The forms and gestures that are present within these paintings also reflect Martins' interest in dazzle camouflage, strategies of conspicuous visuality, and the ways in which a painting might deploy or reflect them. "I'm often trying to create a field of vision that simultaneously obfuscates visual readability (through disruptive patterns or using 'decoy' marks and colors) and directs attention in a very bold way. Like a zebra. I'm also interested in the way that the camouflage question overlaps with the process of [making] imagery that is inkjet printed and imagery that is painted.
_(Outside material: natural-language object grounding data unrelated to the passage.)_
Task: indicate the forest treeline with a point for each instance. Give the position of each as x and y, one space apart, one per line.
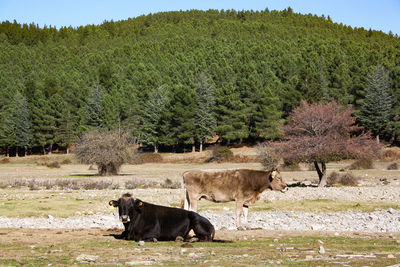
175 79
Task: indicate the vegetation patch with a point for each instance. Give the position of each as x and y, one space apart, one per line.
264 248
346 179
314 206
393 166
221 154
361 164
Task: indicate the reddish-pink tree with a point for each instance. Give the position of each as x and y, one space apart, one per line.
319 133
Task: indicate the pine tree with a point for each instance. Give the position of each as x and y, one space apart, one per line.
376 107
43 124
67 133
57 110
205 121
395 92
180 116
23 131
151 131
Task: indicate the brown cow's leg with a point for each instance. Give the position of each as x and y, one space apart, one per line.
246 213
239 211
193 202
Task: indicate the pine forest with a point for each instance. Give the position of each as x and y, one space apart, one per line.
176 80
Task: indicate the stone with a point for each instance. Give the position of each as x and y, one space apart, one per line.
87 258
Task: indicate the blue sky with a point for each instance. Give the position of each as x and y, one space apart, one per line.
381 15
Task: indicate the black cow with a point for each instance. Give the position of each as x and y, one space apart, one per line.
151 222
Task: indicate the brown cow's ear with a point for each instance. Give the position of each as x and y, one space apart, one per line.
138 205
113 203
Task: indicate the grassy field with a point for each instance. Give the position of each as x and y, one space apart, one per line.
36 247
256 247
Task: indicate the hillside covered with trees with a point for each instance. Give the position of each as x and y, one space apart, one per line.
176 79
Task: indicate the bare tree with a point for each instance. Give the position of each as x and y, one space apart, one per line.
319 133
106 149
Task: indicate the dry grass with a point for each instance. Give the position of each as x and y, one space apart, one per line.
361 164
346 179
393 166
391 154
34 247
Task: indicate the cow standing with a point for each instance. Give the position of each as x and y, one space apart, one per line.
153 222
243 186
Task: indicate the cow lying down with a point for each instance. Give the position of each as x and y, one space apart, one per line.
149 222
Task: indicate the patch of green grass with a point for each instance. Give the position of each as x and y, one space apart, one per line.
57 206
262 251
317 206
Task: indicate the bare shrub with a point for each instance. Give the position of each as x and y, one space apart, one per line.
168 183
66 161
99 185
149 158
5 161
92 168
139 183
32 185
221 154
361 164
290 166
267 155
346 179
392 166
320 133
106 149
391 154
53 164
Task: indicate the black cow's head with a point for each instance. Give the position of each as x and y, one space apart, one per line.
125 203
At certain distances, it's difficult to tell what is what, i.e. is the paint camouflaging the digital-photographic process, or is the digital-photographic process camouflaging the paint?"
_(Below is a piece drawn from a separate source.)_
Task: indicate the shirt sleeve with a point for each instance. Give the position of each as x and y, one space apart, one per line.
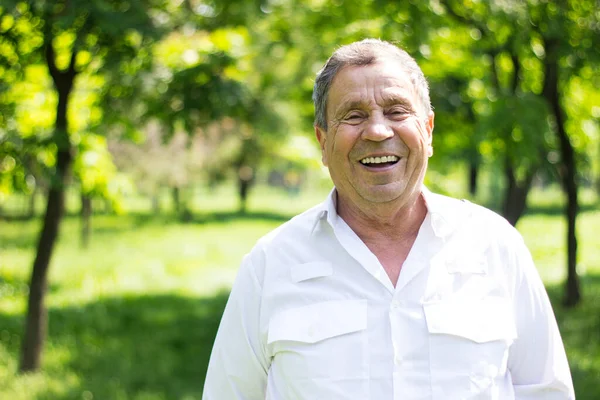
537 361
238 367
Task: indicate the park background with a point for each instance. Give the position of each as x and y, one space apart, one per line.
175 133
Martins' interest in deployments of masquerade and disguise led him to examine the plant strategies used to reproduce, adapt, survive, and compete in the landscape - an avenue of artistic inquiry that involve trade-offs in response to environmental pressures and changes. "My speculative interest in evolutionary biology and curiosity about drawing parallels to the visual dynamics of painting led me to this branch of botany, and it piqued my interest as a way to describe the behavior of paint on a surface. I'm thinking about it in a broader sense of how "painting" happens, but also in a very specific sense of how this body of work has developed: as I began the process of painting on pre-printed canvases, I've had to decide how I want the paint to behave or operate, and depending on how I decide to have it operate there is always some kind of trade-off: more paint means covering up more of the underlying digital image, and vice versa; using simple/declarative marks heightens the fact that the paint and the image are separate; using more integrated marks de-emphasizes the fact that they are separate."
Artist Bio:
Jordan Martins is a Chicago-based visual artist, curator, and educator. He received his MFA in visual arts from the Universidade Federal da Bahia in Salvador, Brazil in 2007, and is a lecturer at the School of the Art Institute of Chicago and North Park University. He is the executive director of Comfort Station, a multi-disciplinary art space in Chicago. Martins' visual work is based in collage processes, including painting, photography, video and installation, and he has exhibited nationally and internationally. His work has been featured in exhibitions at The Mission, Evanston Art Center, LVL3, The Franklin, The Museu de Arte da Bahia, Goldfinch, and Experimental Sound Studio. He was a resident in the Chicago Artists Coalition's HATCH program in 2013. Martins is co-director of the Perto da Lá, a biennial multi-disciplinary art event with international artists in Salvador, Brazil.